Danke für die Anwort - funktioniert aber nicht, habe das Problem wahrscheinlich nicht richtig beschrieben.

Ein Bsp.:
Ergebnis der ersten Abfrage:
Artikel | count(*)
a        |3
b        |9
c        |5

Ergebnis der zweiten Abfrage:
Artikel | count(*)
a        |2
b        |1
c        |4

Meine obige Abfrage (erste und zweite per Union verbunden) würde  folgendes liefern (Addition):
Artikel | count(*)
a        |5
b        |10
c        |9

Ich brauche Substraktion, wo das Ergebnis die so ausehen würde

Artikel | count(*)
a        |1
b        |8
c        |1


----------



## Evil-Devil (10. Dez 2012)

Bilde einen Query mit zwei Subqueries für deine beiden Szenarien und verknüpfe die Tabellen.
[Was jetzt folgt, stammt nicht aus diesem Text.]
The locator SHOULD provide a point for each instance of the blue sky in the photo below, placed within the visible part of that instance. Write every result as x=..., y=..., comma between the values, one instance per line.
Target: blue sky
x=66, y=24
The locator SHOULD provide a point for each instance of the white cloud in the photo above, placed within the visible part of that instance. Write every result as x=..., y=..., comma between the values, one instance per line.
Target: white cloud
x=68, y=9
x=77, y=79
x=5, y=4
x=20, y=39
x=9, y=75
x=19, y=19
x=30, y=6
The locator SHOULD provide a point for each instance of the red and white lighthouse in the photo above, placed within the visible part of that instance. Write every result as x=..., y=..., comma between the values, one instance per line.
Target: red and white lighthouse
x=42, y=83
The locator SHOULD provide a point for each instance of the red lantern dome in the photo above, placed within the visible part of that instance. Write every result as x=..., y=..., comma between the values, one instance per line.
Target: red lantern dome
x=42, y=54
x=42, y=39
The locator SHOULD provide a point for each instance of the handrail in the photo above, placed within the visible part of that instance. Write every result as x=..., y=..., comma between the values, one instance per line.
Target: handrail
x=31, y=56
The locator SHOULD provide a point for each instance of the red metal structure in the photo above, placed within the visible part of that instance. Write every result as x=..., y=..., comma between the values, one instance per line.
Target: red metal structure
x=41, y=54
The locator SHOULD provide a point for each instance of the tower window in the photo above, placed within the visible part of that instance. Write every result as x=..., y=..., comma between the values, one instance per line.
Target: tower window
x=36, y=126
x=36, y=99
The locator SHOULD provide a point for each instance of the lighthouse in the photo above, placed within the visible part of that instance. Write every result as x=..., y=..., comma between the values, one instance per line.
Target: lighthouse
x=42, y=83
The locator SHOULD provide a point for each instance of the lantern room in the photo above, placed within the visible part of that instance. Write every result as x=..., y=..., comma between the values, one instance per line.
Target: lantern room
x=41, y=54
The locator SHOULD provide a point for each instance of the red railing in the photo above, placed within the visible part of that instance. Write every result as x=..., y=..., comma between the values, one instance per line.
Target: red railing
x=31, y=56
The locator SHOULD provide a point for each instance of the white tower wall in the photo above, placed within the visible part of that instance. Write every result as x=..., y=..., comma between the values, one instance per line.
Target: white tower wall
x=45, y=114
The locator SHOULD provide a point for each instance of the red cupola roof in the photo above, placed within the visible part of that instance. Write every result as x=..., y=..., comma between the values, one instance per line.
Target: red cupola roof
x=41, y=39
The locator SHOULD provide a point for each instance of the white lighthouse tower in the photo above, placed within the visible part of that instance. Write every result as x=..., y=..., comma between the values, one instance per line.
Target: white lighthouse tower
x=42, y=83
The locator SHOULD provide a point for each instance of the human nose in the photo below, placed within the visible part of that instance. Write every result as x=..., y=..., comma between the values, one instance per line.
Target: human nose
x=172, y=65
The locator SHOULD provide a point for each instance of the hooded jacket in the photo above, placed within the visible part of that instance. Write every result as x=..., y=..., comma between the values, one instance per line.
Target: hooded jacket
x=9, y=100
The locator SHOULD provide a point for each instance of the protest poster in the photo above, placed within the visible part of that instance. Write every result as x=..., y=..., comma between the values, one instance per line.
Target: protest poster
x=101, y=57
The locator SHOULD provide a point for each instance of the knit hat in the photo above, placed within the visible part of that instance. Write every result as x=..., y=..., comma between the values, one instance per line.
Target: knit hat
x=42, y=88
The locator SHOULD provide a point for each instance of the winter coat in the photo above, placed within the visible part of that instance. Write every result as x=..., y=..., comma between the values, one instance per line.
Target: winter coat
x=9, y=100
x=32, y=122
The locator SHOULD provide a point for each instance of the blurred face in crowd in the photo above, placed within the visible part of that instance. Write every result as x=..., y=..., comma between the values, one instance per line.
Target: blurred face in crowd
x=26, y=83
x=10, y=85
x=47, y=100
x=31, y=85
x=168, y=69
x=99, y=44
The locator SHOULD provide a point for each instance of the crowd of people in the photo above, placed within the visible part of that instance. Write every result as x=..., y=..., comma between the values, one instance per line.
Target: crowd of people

Die Mengen kannst du entsprechend dann mit Minus verrechnen.

[sql]
Select abfrage1.artikel, (abfrage1.anzahl - abfrage2.anzahl) as anzahl
from (
select artikel, count(*) as anzahl from tabelle1
) as abfrage1,
(
select artikel, count(*) as anzahl from tabelle2
) as abfrage2
where abfrage1.artikel = abfrage2.artikel
[/sql]

Wenn du uns mehr Informationen gibst wie deine Tabellen aufgebaut sind lässt sich das u.U. auch besser erklären


----------



## OlliL (10. Dez 2012)

Also so ganz verstehe ich ja nicht, wie die von dir angegebene Ergebnissmenge bei einem MINUS rauskommen soll.
Ein MINUS Query liefert die Ergebnisse des 1. Query welche nicht auch im 2. Query auftauchen. Es ist keine arithmetische Operation. Liefert dein 1. Query Artikel A, B und C und dein 2. Query liefert Artikel B, kommt MINUS-verknuepft nur Artikel A und C zurück.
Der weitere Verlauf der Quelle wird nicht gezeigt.